Fortunately, there are many excellent resources available for states interested in improving their content standards and for teachers looking to improve the rigor of their own instruction. There is some hope, too, in the work towards common social studies standards, although past political uproars sparked by attempts to create such standards should warn us of the landmines ahead in such efforts. Like much education reform in the United States, the struggle to improve the expectations we set will inevitably occur at the state and local levels.

It is our hope that this report, and subsequent work in this vein by the Southern Poverty Law Center, will provide states with productive models and possibilities for teaching one of our nation’s most important eras. The rubric included here does not come close to a comprehensive blueprint for teaching the civil rights movement; nevertheless, it should serve as a model for states working to improve their standards and frameworks.

We recognize, of course, that state standards are not necessarily determinative or descriptive of actual teaching and learning. The research to evaluate the knowledge base, practices and needs of teachers has not been conducted. Such research is needed to allow better materials to be created in support of instruction at the classroom level while giving us more information about practices in individual states.

Finally, we should work to create, identify and promote models for best practices. Too many states do not support required civil rights movement instruction. This does not mean that the battle is lost. Teachers can and regularly do set higher expectations for their students than the institutions that govern them. Bringing together and sharing model practices can spread outstanding teaching while convincing institutional authorities that a better world is possible.

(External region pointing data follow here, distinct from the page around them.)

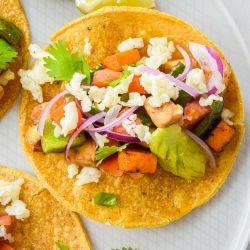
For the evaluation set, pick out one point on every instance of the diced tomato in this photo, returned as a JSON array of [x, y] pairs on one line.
[[220, 136], [135, 86], [57, 111], [5, 220], [137, 160], [115, 62], [193, 113], [102, 77], [5, 246], [111, 166], [120, 129]]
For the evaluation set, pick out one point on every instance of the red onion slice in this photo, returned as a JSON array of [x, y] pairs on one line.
[[179, 84], [117, 121], [197, 139], [188, 63], [208, 58], [46, 111], [84, 125], [121, 137]]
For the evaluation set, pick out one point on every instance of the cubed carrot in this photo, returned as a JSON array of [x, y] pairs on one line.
[[137, 160], [220, 136], [111, 166]]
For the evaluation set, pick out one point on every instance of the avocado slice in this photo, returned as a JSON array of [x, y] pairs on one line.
[[50, 143], [206, 125], [10, 32]]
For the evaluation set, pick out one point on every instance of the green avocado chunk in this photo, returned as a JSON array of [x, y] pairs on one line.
[[50, 143], [178, 153], [206, 125]]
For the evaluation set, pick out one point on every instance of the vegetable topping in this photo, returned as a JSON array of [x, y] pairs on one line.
[[125, 116]]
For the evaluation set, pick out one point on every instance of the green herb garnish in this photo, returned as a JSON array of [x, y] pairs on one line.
[[64, 64], [106, 151], [106, 199], [7, 54], [62, 246]]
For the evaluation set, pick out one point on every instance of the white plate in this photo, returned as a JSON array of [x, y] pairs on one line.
[[220, 224]]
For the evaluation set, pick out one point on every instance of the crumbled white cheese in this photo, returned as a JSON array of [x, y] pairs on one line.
[[135, 99], [142, 133], [96, 94], [129, 124], [32, 79], [18, 209], [6, 76], [131, 43], [86, 103], [196, 79], [226, 116], [110, 99], [207, 101], [123, 86], [135, 70], [57, 131], [5, 235], [87, 47], [72, 170], [161, 89], [74, 86], [88, 175], [112, 114], [9, 191], [159, 52], [101, 139], [70, 119], [139, 130]]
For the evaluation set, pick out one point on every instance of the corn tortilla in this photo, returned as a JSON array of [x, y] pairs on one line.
[[154, 200], [12, 11], [48, 223]]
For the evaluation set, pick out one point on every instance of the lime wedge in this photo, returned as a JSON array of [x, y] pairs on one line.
[[86, 6]]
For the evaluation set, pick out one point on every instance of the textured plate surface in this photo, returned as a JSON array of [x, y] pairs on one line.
[[220, 224]]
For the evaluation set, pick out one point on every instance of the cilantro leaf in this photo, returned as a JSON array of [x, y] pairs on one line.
[[106, 199], [7, 54], [106, 151], [62, 246], [63, 64]]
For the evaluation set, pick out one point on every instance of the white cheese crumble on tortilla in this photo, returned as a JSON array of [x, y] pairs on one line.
[[70, 119], [87, 47], [31, 79], [88, 175], [196, 79], [72, 170], [18, 209], [161, 89], [9, 191], [131, 43], [5, 235], [159, 52], [226, 116]]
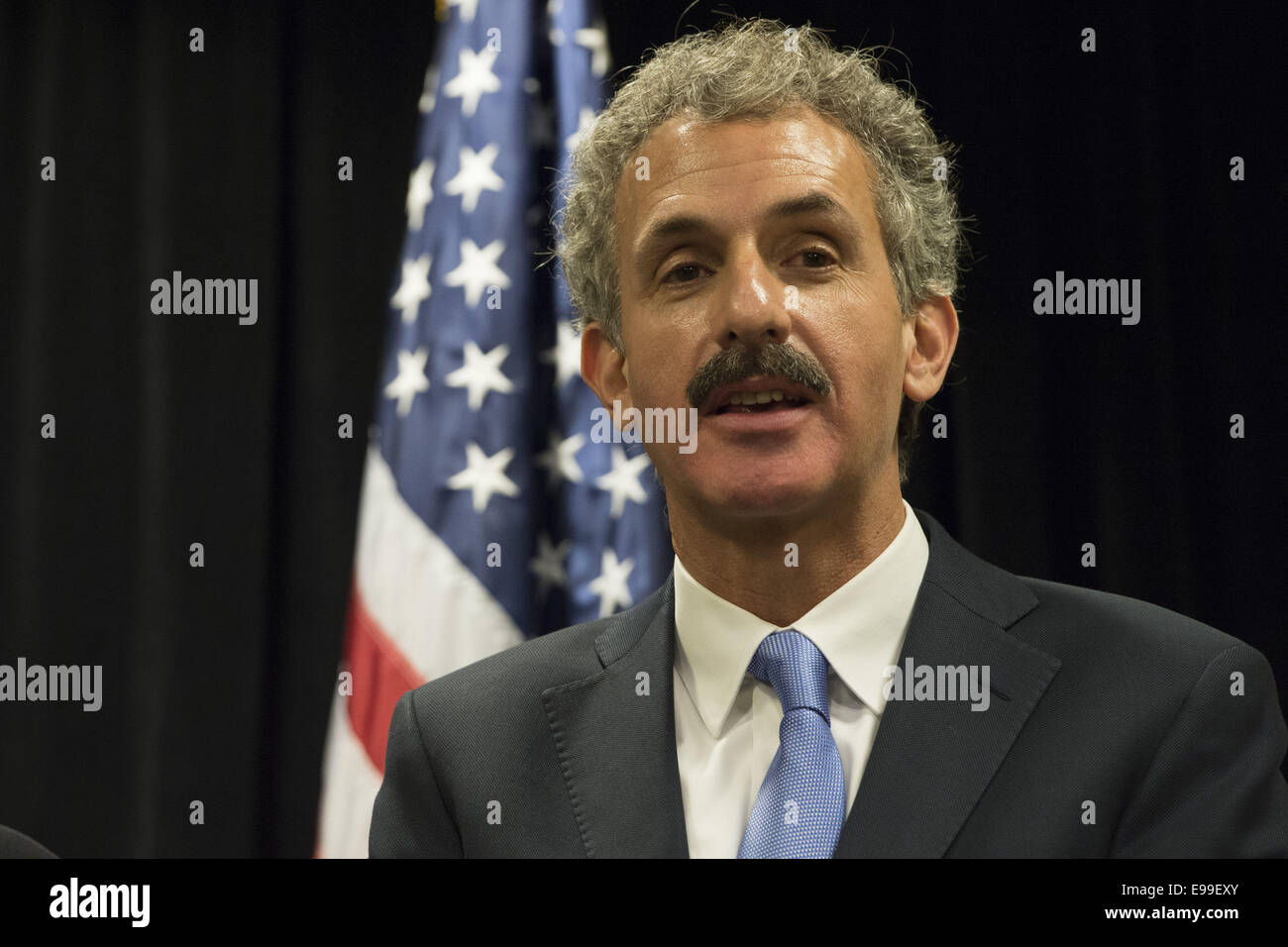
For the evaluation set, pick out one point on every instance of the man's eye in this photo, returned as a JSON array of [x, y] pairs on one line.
[[690, 272], [815, 258]]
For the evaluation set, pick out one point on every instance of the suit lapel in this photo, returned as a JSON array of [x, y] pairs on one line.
[[928, 764], [616, 745], [931, 761]]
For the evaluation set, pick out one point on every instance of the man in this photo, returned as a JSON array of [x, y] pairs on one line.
[[825, 672]]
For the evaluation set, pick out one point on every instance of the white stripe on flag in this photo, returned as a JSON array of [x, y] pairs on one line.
[[434, 611], [430, 605], [349, 787]]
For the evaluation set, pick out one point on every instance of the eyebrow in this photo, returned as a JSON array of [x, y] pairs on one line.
[[678, 224]]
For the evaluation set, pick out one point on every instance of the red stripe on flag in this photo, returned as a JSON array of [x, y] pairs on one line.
[[381, 674]]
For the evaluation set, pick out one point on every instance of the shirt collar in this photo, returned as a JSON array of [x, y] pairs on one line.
[[859, 628]]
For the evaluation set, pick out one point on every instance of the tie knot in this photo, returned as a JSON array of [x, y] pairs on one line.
[[797, 669]]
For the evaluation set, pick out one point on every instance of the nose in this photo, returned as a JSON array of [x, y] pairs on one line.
[[751, 305]]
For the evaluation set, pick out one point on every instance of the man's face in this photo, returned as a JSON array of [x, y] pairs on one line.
[[746, 270]]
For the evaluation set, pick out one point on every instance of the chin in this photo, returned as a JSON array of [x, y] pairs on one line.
[[759, 496]]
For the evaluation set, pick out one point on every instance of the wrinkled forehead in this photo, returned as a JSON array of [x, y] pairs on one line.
[[738, 169]]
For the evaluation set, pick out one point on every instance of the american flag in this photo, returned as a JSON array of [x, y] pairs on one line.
[[487, 515]]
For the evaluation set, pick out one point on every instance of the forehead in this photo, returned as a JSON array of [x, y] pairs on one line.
[[732, 169]]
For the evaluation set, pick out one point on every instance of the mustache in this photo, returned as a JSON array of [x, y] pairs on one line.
[[738, 364]]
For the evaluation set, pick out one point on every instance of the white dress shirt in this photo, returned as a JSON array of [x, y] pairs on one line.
[[726, 722]]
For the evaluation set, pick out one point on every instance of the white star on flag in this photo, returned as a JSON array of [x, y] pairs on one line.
[[478, 269], [482, 373], [595, 39], [473, 80], [411, 379], [548, 564], [413, 287], [585, 123], [610, 585], [476, 175], [622, 480], [484, 475], [561, 458], [419, 193], [566, 355]]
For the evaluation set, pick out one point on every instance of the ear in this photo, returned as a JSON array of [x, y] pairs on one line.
[[603, 367], [930, 338]]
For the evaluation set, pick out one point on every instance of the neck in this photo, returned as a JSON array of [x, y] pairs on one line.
[[746, 560]]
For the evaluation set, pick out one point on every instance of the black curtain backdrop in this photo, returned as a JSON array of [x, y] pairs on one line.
[[171, 429]]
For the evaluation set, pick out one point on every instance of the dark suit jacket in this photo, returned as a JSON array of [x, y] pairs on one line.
[[1096, 698]]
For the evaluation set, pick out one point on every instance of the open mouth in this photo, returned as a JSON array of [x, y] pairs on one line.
[[760, 402]]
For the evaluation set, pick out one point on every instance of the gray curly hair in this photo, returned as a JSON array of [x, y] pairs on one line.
[[755, 68]]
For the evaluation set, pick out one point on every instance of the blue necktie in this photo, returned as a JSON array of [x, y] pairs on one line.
[[800, 808]]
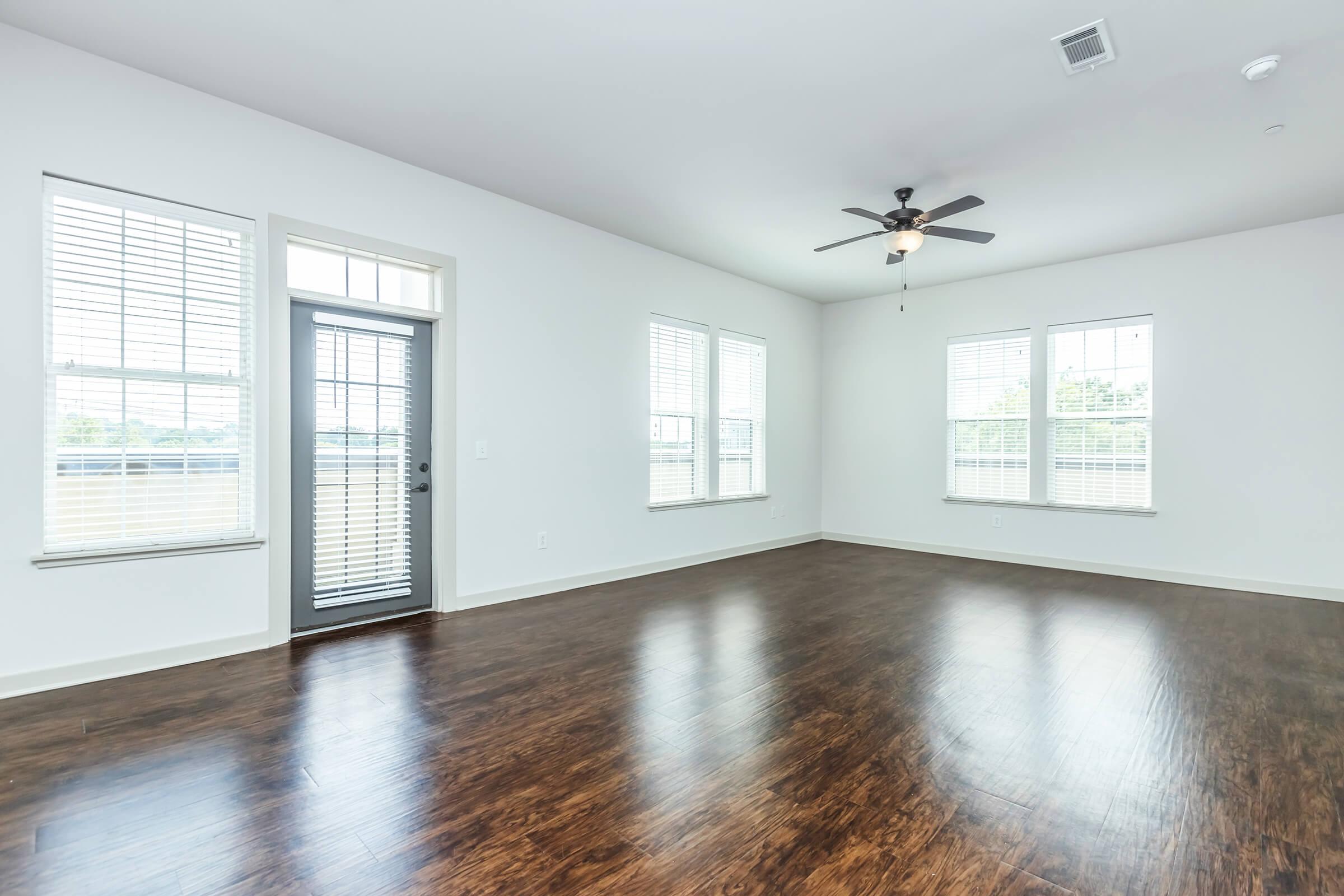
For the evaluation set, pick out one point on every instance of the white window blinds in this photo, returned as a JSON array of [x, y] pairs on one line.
[[148, 388], [1100, 413], [679, 414], [741, 416], [990, 416]]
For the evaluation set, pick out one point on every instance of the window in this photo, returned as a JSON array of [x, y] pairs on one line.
[[679, 414], [335, 270], [990, 416], [682, 442], [741, 416], [1100, 413], [148, 386]]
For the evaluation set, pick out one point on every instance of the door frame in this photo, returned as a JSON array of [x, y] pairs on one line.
[[273, 409]]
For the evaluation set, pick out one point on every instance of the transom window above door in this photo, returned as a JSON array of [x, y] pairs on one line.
[[323, 269]]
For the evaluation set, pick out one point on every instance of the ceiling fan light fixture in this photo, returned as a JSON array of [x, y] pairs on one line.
[[904, 241]]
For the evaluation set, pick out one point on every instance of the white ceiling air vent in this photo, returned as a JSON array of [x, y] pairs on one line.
[[1085, 49]]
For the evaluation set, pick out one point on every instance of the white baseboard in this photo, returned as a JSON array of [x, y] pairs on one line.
[[536, 589], [81, 673], [1316, 591]]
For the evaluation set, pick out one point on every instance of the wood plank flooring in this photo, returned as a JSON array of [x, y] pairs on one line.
[[820, 719]]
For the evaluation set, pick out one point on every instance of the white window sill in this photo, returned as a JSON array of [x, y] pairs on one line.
[[1037, 506], [142, 553], [678, 506]]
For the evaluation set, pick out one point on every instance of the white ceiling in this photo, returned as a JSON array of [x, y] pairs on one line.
[[733, 133]]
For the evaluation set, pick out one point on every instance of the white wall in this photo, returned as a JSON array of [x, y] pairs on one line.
[[1249, 418], [553, 355]]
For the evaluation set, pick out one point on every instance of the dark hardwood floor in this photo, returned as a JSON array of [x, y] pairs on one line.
[[819, 719]]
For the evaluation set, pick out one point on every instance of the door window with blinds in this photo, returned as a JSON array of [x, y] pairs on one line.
[[679, 412], [362, 460], [1100, 413], [990, 416], [148, 383], [741, 416]]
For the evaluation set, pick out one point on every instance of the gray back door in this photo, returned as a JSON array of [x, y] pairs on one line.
[[361, 452]]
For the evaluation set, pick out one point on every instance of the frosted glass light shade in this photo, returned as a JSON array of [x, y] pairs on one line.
[[904, 241]]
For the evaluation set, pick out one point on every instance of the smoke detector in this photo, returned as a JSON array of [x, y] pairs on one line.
[[1085, 49], [1261, 69]]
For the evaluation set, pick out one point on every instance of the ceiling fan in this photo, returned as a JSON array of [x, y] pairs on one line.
[[905, 228]]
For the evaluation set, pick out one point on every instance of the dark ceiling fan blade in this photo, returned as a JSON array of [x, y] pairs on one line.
[[952, 209], [956, 233], [822, 249], [872, 216]]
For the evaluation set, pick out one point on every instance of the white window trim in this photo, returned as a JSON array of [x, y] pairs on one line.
[[143, 553], [187, 544], [711, 370], [1038, 426], [1042, 506]]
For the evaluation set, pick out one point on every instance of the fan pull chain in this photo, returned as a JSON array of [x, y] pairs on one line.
[[904, 282]]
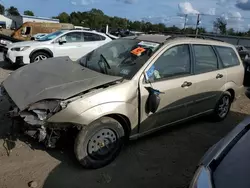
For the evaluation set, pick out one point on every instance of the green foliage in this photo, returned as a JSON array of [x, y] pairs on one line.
[[28, 13], [12, 11], [2, 9]]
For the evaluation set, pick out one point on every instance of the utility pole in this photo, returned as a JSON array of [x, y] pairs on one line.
[[185, 23], [197, 25]]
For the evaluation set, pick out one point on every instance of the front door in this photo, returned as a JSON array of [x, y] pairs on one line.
[[72, 45], [170, 74], [209, 80]]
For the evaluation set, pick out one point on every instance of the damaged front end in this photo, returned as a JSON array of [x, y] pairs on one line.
[[35, 121]]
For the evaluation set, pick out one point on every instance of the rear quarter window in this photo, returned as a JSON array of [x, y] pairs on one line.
[[228, 56]]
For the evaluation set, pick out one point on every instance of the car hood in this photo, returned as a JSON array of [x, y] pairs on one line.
[[26, 43], [55, 78]]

By issuing this report, the Southern Poverty Law Center hopes to spark a national conversation about the importance of teaching America’s students about the modern civil rights movement. We call for states to integrate a comprehensive approach to civil rights education into their K-12 history and social studies curricula. And we call on a concerted effort among schools and other organizations that train teachers to work to ensure that teachers are well prepared to teach about the civil rights movement.